Response of orexin/EGFP neurons to CRF application. A, Depolarization and increased firing of an orexin/EGFP neuron result from 100 nm application of CRF. Membrane potential and firing rate return to basal levels several minutes after washout begins. B, Change in membrane potential is dependent on CRF concentration. Values are mean ± SEM; ^* p < 0.002 versus control; ^**p < 0.05 for 100 versus 300 nm. C, The depolarizing effect of CRF is blocked in the presence of the CRF-R1 antagonist astressin. D, The CRF-induced change in membrane potential is significantly reduced (^*p = 0.0003) in the presence of the CRF-R1 antagonist. Values are mean ± SEM.

Figure 7.

Activation of hypocretin neurons during footshock and restraint stress in CRF receptor 1 knock-out versus control animals.

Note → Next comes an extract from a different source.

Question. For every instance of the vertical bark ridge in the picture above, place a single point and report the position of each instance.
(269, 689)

A-F, Representative tissue sections at the level of the perifornical area of the dorsolateral hypothalamus illustrating hypocretin (brown DAB staining) and c-Fos (dark blue DAB-NiCl₂) immunoreactivities for control groups (A, B) and stressed groups (C-F). Double-labeled neurons are shown by arrows. Scale bar (in A), A-F, 10 μm. E, Percentage of hypocretinergic neurons immunoreactive for c-Fos in CRF-R1 knock-out (ko) versus wild-type (WT) mice during footshock (FS) or restraint stress (RS) challenge. Data are expressed as mean ± SEM. ^**p < 0.001; ^***,^{# # #}p < 0.0001. n.s., Not significant.

Figure 8.

Schematic illustrating electrophysiologically demonstrated inputs to hypocretin neurons. The present study demonstrates that CRF can depolarize a subset of these neurons through the CRF-R1. Other inputs are not illustrated because the receptor mediating the response has yet to be determined, including noradrenergic and cholinergic inputs and other factors such as leptin, glucose, and ghrelin.